What’s AI Doing for Companies Like Mine?
- Learn what BBC, The Washington Post, and Thomson Reuters are doing with AI.
A Chart to Look Smart
- What can we do by training an AI with the lifetime of the most intelligent person on Earth, educated to be a business/science/engineering/etc. leader, and recorded as he/she goes through life and is successful?
What Can AI Do for Me?
- Here’s how the new GPT-4V might transform customer support.
The Tools of the Trade
- Finally, a tool I can recommend to organize ChatGPT chats.
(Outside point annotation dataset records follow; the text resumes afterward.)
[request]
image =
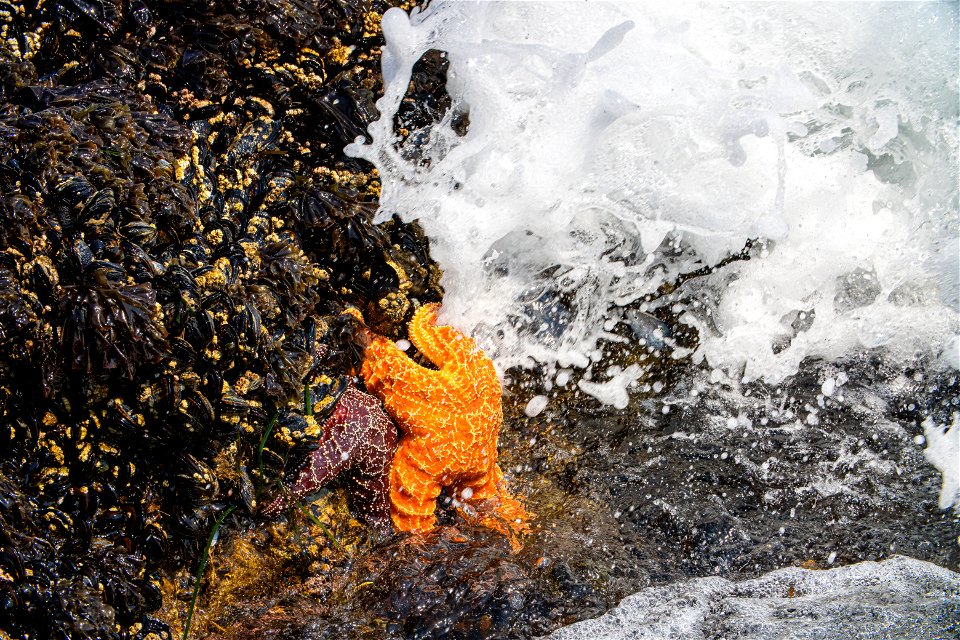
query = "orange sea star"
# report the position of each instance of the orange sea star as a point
(450, 420)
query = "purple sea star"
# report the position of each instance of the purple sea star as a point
(359, 438)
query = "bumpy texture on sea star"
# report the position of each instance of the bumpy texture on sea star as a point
(358, 438)
(450, 419)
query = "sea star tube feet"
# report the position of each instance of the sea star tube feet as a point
(359, 438)
(450, 419)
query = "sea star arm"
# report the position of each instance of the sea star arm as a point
(407, 389)
(358, 436)
(441, 344)
(413, 490)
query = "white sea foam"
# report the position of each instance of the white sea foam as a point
(612, 147)
(943, 451)
(897, 598)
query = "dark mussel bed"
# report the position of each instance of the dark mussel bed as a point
(180, 233)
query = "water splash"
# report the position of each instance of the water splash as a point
(613, 148)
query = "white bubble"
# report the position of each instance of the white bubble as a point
(535, 406)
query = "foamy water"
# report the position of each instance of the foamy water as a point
(612, 148)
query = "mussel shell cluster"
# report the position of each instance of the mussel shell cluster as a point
(180, 233)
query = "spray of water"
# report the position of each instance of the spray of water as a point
(612, 148)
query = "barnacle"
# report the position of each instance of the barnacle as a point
(179, 232)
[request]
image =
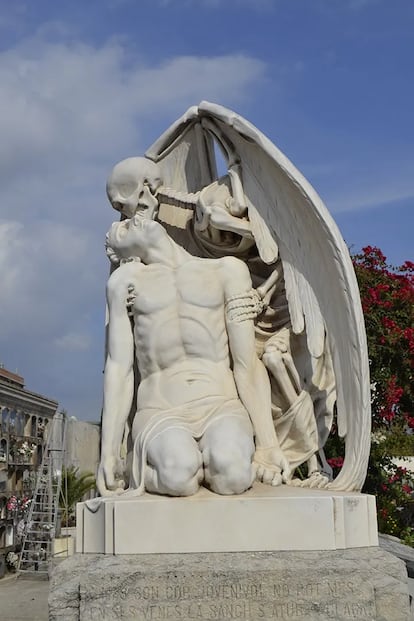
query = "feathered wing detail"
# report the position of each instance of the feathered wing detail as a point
(321, 287)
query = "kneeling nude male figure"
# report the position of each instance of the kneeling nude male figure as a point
(203, 411)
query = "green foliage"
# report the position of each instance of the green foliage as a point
(75, 485)
(387, 295)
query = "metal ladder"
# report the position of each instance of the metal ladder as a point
(40, 528)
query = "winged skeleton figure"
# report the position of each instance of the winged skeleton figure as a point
(309, 327)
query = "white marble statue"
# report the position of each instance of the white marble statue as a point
(197, 413)
(219, 364)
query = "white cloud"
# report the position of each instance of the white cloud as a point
(73, 341)
(68, 112)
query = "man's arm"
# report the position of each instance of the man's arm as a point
(250, 375)
(118, 383)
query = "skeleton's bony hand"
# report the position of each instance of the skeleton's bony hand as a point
(109, 481)
(130, 299)
(271, 466)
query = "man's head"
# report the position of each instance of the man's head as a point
(135, 238)
(132, 186)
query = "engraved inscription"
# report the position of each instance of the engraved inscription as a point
(181, 597)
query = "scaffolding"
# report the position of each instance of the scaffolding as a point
(42, 521)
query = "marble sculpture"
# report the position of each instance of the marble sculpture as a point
(235, 330)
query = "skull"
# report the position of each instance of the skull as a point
(132, 187)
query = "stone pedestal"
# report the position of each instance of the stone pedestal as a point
(364, 583)
(263, 518)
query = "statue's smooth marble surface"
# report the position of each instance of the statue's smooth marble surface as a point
(234, 322)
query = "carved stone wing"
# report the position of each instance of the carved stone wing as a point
(287, 218)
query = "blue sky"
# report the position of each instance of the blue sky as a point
(87, 83)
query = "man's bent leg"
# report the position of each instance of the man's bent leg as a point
(228, 450)
(175, 464)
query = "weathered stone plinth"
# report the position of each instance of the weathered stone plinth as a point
(364, 583)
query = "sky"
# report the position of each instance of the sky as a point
(85, 84)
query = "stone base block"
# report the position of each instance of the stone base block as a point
(364, 583)
(264, 518)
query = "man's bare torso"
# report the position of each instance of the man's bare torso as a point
(179, 332)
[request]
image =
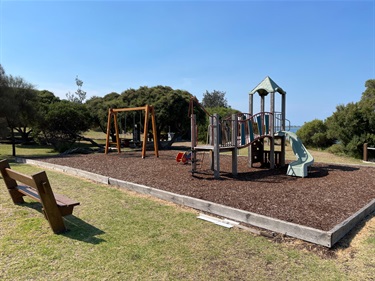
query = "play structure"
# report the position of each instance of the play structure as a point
(148, 113)
(264, 134)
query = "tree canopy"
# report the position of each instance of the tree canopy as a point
(214, 99)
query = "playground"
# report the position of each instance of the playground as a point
(316, 202)
(330, 194)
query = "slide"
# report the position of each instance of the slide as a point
(304, 160)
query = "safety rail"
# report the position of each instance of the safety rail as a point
(249, 128)
(365, 151)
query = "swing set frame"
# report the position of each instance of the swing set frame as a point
(149, 112)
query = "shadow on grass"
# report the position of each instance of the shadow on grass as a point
(77, 228)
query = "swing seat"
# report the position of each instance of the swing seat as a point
(179, 156)
(183, 157)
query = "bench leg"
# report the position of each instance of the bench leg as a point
(17, 197)
(50, 209)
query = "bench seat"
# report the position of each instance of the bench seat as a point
(37, 187)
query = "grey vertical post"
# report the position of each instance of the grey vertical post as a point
(211, 141)
(365, 155)
(216, 147)
(283, 127)
(283, 111)
(234, 142)
(249, 152)
(272, 143)
(193, 143)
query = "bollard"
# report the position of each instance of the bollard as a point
(365, 155)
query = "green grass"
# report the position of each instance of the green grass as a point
(119, 235)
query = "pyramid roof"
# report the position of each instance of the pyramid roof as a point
(267, 86)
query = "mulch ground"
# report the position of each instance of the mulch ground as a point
(330, 194)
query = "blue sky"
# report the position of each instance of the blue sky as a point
(320, 52)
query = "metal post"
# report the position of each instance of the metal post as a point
(272, 143)
(216, 147)
(193, 143)
(365, 154)
(251, 111)
(234, 142)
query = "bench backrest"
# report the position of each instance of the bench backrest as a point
(38, 181)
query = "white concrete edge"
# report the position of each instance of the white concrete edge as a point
(317, 236)
(341, 229)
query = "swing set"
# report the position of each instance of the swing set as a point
(149, 112)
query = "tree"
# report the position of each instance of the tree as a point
(79, 96)
(23, 113)
(214, 99)
(314, 134)
(17, 101)
(354, 124)
(62, 125)
(98, 108)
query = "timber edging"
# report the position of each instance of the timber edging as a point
(313, 235)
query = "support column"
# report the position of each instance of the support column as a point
(272, 129)
(234, 142)
(193, 143)
(283, 127)
(216, 147)
(251, 111)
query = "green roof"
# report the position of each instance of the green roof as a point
(267, 86)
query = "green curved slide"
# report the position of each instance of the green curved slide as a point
(304, 160)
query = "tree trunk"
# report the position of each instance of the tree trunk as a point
(13, 142)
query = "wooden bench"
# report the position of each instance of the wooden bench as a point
(37, 187)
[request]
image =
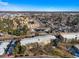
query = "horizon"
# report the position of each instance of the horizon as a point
(41, 5)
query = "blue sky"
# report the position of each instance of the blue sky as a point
(39, 5)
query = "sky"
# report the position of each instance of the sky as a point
(39, 5)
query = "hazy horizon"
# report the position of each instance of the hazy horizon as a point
(41, 5)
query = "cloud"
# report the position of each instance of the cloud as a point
(3, 3)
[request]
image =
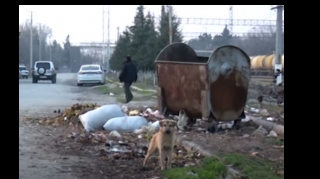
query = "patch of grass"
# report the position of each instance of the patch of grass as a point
(107, 90)
(215, 167)
(254, 168)
(211, 168)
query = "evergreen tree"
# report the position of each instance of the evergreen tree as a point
(150, 48)
(139, 36)
(164, 28)
(121, 51)
(66, 56)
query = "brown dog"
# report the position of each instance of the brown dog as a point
(163, 140)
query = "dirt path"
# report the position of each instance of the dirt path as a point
(38, 156)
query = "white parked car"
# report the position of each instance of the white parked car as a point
(90, 74)
(24, 71)
(44, 70)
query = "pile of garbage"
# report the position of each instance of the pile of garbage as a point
(70, 115)
(129, 146)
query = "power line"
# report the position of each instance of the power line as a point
(235, 22)
(235, 34)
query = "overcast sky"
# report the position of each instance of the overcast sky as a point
(84, 22)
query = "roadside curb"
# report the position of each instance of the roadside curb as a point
(133, 87)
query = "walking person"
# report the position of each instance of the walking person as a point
(128, 75)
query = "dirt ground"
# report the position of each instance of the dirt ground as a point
(46, 151)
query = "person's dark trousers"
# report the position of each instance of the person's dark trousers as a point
(127, 91)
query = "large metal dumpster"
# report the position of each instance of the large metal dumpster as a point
(212, 87)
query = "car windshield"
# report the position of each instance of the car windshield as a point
(43, 65)
(22, 68)
(85, 68)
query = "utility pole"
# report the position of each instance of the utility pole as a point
(170, 23)
(108, 67)
(102, 35)
(279, 43)
(118, 35)
(50, 48)
(231, 18)
(40, 42)
(31, 42)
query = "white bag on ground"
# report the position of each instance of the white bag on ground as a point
(95, 119)
(125, 124)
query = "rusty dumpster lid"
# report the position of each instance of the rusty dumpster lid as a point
(177, 52)
(236, 57)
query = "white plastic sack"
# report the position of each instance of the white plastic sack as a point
(156, 125)
(125, 124)
(95, 119)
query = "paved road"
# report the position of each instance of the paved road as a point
(45, 96)
(36, 158)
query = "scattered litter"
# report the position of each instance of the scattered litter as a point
(264, 113)
(125, 124)
(124, 108)
(95, 119)
(270, 119)
(260, 132)
(254, 110)
(115, 133)
(247, 119)
(133, 113)
(272, 134)
(254, 154)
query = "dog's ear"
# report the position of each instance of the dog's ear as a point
(161, 123)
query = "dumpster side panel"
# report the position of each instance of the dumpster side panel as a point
(229, 73)
(182, 85)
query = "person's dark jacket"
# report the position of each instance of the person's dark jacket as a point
(128, 73)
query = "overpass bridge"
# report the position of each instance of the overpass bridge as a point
(100, 46)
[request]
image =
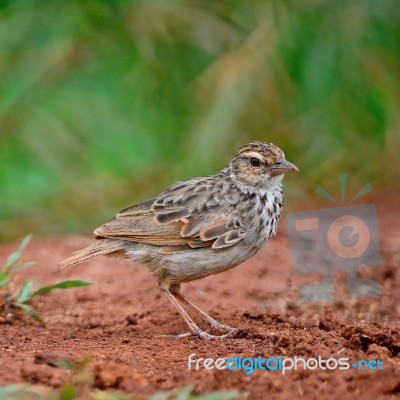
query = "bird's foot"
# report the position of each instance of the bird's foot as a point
(178, 336)
(199, 334)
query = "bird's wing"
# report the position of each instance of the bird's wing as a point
(190, 214)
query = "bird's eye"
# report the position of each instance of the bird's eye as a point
(255, 162)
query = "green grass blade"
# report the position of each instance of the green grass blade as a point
(59, 285)
(25, 291)
(31, 312)
(14, 257)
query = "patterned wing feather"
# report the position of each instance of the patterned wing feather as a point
(186, 215)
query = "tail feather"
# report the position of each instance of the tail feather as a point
(98, 248)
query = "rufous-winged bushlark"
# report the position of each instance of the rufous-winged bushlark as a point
(200, 227)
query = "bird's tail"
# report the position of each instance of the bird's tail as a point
(98, 248)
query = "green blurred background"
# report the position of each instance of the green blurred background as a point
(104, 103)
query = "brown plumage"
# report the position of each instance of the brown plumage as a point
(201, 226)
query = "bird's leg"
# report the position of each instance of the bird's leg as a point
(194, 329)
(213, 323)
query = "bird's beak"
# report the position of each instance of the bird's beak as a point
(281, 167)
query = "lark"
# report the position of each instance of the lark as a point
(200, 227)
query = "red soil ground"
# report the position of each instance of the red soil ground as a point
(116, 321)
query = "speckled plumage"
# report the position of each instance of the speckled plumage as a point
(202, 226)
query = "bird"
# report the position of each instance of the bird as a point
(200, 227)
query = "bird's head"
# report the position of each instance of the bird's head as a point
(260, 165)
What's AI Doing for Companies Like Mine?

This is where we take a deeper look at how artificial intelligence is impacting the way we work across different industries: Education, Health Care, Finance, Legal, Manufacturing, Media & Entertainment, Retail, Tech, etc.

What we talk about here is not about what it could be, but about what is happening today.

Every organization adopting AI that is mentioned in this section is recorded in the AI Adoption Tracker.

In the Publishing industry, the BBC is testing generative AI for newsroom tasks, while making it clear that they want to be paid by AI providers for scraping their content.

Rhodri Talfan Davies, BBC’s Director of Nation, on the corporate blog:

We believe Gen AI could provide a significant opportunity for the BBC to deepen and amplify our mission, enabling us to deliver more value to our audiences and to society. It also has the potential to help our teams to work more effectively and efficiently across a broad range of areas including production workflows and our back-office.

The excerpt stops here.